Filtering Outliers (Advanced)
Some goal metrics are susceptible to outliers. We frequently observe them within session (playtime per user, session count, etc.), and revenue related (ARPDAU, ARPPU, etc.) metrics. Leaving outliers in a data set can lead to bad conclusions during inference: we may falsely infer that some variants performed better than the others merely because of the presence of outliers. For example, a test device in a playtime data set can easily push a variant above a significance limit. This would result in an A/B test with the false conclusion that there is a winner variant.
To find outliers among a set of measurements one has to characterize the nominal data first. This is the part of the data where the vast majority of players contribute to. Outliers are isolated data points away from the nominal data. For example, a typical playtime per session data set looks like the following:
Playtime per user measurements of a 2 week long experiment. On the top image, you can see a histogram of the raw values. On the bottom image, you can see a normalized histogram.
The definition of outliers always depends on the domain, but based on the histogram above, we may argue that nominal data resides between 5 seconds and 70 hours in this particular experiment. Any isolated measurements greater than ≈ 70 hours can be considered outliers for this data set.
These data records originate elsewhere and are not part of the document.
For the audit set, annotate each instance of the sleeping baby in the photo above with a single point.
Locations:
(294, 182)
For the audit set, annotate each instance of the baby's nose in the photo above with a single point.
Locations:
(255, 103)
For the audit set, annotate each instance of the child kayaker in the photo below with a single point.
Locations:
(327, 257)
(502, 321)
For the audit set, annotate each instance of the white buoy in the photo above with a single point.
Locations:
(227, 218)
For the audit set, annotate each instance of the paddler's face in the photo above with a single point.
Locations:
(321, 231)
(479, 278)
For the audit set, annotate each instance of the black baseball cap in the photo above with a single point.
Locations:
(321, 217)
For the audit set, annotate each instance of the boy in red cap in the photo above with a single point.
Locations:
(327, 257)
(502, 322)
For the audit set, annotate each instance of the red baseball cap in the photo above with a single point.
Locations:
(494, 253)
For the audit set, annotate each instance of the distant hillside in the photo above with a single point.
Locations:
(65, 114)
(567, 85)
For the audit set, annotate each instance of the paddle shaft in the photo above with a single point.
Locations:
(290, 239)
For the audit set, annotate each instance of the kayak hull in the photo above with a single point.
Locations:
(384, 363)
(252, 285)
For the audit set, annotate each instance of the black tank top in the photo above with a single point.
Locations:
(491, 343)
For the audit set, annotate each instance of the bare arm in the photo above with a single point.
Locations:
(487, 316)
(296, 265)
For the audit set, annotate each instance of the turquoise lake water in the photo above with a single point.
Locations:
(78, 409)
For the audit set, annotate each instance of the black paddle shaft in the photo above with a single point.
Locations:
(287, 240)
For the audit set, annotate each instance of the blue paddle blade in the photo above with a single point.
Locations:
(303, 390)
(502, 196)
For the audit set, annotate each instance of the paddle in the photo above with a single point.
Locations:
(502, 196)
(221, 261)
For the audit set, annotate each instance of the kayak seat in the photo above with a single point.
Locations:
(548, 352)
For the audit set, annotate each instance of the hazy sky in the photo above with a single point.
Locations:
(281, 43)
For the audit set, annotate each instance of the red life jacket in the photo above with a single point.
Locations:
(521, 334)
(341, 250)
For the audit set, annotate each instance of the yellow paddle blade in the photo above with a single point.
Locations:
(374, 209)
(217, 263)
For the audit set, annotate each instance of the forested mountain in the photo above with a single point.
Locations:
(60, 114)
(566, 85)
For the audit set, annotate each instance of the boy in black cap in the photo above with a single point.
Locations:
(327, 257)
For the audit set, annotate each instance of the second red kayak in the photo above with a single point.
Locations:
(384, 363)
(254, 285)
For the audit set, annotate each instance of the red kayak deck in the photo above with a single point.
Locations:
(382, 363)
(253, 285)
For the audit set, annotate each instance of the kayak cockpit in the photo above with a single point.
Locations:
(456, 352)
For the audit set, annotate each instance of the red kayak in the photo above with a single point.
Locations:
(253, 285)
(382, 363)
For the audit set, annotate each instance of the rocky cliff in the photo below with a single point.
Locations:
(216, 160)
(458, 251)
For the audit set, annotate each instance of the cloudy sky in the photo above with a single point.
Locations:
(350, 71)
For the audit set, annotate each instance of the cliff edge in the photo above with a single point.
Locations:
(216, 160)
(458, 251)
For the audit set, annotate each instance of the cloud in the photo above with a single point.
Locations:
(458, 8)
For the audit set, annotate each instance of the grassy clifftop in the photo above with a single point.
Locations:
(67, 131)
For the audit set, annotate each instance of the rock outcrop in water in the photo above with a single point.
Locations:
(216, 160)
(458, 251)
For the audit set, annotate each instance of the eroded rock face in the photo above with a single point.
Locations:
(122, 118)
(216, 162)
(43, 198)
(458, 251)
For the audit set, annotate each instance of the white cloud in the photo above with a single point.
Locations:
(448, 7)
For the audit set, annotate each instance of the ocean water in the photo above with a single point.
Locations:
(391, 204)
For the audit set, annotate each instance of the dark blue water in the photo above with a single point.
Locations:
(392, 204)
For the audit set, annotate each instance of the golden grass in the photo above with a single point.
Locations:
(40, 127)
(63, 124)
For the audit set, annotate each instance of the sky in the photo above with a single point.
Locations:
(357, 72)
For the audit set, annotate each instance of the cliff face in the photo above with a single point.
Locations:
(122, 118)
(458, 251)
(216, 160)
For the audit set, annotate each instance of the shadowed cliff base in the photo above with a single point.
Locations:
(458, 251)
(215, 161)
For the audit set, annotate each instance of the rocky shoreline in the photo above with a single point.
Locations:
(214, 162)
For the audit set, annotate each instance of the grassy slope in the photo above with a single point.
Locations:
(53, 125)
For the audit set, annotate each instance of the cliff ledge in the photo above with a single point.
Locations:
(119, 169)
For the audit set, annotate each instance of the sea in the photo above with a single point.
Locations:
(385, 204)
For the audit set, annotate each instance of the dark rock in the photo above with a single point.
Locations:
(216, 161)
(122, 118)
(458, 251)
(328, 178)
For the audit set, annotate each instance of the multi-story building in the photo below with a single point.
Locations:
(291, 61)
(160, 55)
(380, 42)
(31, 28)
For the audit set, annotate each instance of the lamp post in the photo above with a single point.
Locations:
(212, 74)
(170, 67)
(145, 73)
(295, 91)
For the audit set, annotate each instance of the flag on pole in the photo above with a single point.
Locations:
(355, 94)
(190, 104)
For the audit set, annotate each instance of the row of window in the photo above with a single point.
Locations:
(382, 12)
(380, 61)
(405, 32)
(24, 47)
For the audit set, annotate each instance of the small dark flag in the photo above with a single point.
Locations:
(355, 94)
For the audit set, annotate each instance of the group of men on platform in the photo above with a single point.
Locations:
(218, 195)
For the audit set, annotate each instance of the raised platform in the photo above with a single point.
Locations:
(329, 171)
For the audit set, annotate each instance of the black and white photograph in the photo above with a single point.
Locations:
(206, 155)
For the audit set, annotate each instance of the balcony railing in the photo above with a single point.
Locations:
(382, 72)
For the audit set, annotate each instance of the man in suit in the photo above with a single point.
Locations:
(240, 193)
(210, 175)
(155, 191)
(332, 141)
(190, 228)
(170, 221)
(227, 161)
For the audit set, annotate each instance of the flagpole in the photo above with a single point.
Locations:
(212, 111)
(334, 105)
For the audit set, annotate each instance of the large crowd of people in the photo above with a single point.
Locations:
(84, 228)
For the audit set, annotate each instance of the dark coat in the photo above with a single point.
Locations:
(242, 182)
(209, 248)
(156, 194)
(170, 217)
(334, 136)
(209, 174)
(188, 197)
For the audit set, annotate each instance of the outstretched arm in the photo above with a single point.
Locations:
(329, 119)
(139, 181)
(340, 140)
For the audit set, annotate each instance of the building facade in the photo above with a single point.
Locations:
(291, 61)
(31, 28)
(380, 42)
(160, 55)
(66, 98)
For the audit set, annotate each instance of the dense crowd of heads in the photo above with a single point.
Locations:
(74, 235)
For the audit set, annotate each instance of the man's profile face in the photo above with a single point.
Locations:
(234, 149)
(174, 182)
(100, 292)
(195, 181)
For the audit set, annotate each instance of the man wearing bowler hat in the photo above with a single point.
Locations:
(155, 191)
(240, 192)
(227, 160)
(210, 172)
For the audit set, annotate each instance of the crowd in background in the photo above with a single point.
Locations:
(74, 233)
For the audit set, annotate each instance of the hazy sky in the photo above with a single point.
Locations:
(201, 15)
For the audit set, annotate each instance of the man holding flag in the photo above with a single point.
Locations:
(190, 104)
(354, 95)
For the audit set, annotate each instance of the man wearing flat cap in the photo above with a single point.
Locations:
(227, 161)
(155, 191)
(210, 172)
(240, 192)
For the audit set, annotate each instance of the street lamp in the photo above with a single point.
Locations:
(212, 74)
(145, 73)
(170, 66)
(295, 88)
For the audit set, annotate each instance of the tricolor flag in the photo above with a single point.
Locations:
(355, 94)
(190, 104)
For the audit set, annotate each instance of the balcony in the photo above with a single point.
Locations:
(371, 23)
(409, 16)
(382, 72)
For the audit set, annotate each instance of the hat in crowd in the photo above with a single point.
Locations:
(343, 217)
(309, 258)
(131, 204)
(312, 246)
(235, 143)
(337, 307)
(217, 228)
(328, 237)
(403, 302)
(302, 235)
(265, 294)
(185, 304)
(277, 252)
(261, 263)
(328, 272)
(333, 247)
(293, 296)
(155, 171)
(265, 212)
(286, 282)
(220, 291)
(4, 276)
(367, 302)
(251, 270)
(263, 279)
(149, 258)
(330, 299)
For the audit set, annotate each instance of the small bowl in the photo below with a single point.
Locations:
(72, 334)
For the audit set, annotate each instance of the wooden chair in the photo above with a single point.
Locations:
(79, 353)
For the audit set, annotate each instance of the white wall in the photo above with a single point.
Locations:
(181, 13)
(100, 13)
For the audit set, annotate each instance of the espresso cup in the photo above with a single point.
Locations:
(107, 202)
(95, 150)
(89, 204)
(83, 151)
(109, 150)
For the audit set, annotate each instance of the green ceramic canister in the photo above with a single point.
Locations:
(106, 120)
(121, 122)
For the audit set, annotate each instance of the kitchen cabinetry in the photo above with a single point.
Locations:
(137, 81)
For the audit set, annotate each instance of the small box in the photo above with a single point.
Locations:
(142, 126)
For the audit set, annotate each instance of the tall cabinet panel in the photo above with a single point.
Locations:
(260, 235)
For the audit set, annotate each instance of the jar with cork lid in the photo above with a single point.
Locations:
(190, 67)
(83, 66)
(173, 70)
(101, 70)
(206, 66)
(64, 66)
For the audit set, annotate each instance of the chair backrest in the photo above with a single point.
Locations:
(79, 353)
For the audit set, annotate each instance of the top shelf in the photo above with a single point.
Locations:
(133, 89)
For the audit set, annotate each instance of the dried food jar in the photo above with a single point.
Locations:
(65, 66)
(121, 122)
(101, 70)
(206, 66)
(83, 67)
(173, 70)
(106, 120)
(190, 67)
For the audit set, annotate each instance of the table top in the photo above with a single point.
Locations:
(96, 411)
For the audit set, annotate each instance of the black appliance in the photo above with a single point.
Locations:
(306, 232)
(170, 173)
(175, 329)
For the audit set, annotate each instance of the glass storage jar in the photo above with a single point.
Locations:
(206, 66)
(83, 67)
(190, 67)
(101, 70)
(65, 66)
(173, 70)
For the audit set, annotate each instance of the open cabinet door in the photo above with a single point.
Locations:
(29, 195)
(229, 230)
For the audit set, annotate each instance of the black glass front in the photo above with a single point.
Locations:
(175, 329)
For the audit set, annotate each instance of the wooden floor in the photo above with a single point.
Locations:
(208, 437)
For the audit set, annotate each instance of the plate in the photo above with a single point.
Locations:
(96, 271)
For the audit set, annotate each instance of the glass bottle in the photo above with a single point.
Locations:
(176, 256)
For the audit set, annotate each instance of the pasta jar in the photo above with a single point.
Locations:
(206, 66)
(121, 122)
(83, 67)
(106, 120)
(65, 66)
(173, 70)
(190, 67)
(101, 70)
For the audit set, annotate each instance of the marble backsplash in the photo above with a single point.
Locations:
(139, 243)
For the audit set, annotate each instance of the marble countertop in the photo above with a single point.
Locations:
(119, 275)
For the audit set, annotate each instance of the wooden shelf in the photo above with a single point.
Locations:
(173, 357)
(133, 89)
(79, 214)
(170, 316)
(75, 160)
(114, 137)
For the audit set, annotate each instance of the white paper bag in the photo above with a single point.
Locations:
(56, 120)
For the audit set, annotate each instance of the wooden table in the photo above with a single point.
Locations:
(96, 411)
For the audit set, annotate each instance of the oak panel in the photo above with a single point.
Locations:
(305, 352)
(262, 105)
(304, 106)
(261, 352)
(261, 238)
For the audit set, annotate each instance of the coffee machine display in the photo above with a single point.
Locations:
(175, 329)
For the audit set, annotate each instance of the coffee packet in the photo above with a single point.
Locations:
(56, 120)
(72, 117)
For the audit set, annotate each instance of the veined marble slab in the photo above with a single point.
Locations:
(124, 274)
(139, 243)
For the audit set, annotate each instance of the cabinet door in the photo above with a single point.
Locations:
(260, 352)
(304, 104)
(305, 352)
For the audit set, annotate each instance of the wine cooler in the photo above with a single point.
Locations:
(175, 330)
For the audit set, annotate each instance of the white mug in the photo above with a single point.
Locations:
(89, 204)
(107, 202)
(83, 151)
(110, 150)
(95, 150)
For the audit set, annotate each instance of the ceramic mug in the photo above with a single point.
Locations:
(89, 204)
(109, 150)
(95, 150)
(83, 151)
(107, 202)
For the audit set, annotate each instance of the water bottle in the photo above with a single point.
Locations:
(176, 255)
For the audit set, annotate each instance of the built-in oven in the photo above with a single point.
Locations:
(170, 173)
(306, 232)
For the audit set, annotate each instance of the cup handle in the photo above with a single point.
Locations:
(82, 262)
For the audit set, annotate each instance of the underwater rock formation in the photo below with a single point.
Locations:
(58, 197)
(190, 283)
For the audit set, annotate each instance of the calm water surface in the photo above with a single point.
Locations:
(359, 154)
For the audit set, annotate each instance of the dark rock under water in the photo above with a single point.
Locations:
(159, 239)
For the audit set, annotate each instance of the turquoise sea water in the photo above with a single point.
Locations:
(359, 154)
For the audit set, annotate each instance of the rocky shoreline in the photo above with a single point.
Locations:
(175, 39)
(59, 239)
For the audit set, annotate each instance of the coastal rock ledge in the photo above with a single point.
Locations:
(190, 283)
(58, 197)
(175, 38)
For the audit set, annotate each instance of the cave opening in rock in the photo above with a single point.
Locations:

When we use Bayesian hypothesis testing, the first step is to come up with a model that may generate the measured results. Thus, to detect outliers in a Bayesian way, one must incorporate outliers in the generative model itself: we usually assume that the measurements are a probabilistic mixture of nominal data and outliers.
There are also non-bayesian techniques for outlier detection for the cases when Bayesian analysis is impractical. In these cases, Isolation Forests, Z-scores, robust – median deviation based – Z-scores, or other techniques are quite effective, especially after data normalization.